Пытаюсь как-то подобрать слова, и вроде бы даже в голове моей выстраивается последовательный разговор, но я никак не решаюсь начать.
— Я просто хочу помочь. От всего сердца. Не понимаю, почему ты упираешься.
— Мне не нужна никакая помощь от вас.
— От Вас… Что это ты вдруг таким вежливым стал? Двадцать минут назад тыкал мне без зазрения совести, в челюсть заехал хорошенько, а теперь вдруг включил обходительного мальчика. Кончай, Степ. Это бесит.
— Просто уезжай. Исчезни, как будто и не было тебя никогда. Есть сотни других спортсменов, кто с благодарностью примет твою помощь. Мне ничего не надо.
— За что ты меня ненавидишь?
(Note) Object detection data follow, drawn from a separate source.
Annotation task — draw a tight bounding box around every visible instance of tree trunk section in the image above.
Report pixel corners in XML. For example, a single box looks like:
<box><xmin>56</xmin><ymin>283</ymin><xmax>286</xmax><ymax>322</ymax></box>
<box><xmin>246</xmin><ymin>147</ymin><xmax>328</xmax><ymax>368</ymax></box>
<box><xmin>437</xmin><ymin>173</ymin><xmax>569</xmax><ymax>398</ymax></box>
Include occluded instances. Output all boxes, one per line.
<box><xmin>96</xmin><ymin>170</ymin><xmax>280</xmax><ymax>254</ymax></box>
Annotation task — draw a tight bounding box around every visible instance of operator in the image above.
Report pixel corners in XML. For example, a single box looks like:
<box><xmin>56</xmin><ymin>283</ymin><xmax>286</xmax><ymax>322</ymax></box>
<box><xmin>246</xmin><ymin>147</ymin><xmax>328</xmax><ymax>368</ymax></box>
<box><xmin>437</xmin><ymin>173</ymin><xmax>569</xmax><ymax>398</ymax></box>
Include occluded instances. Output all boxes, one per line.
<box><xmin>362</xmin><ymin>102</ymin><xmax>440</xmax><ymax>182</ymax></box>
Мы знакомы от силы пять дней, я ничего тебе не сделал. Все дело в Зое, не так ли? Что вас связывает? Кто она тебе?
— Все дело в том, что я не планирую связывать жизнь с профессиональным боксом. Я не хочу быть чемпионом мира. Хочу быть… архитектором.
— Кто тебе Зоя?
— Уезжай, Матвей Игоревич. Просто уезжай и забудь уже о нас!
– О вас? Это о тебе и Зое?
— Да. Это обо мне и Зое! Просто сделай то, в чем преуспел даже больше, чем в боксе. ЗАБУДЬ!
— А если я не хочу? Не хочу уезжать. Не хочу забывать. Ни ее. Ни тебя.
— О, да неужели?! — кривится малец, раздражая презрительной гримасой и без того расшатанную нервную систему, — Ну тогда спешу тебя огорчить. Все, чего хотим мы — никогда больше тебя не видеть.
— О, да неужели?! — возвращаю ему фразу, копируя тон и манеру, — Это Зоя так сказала? Или ты решил все за двоих?
— Это неважно, — скалится Свиридов, — Последнее слово всегда за мной.
«С какого хрена?!» — хочется крикнуть мне, но рот выдает совершенно иное.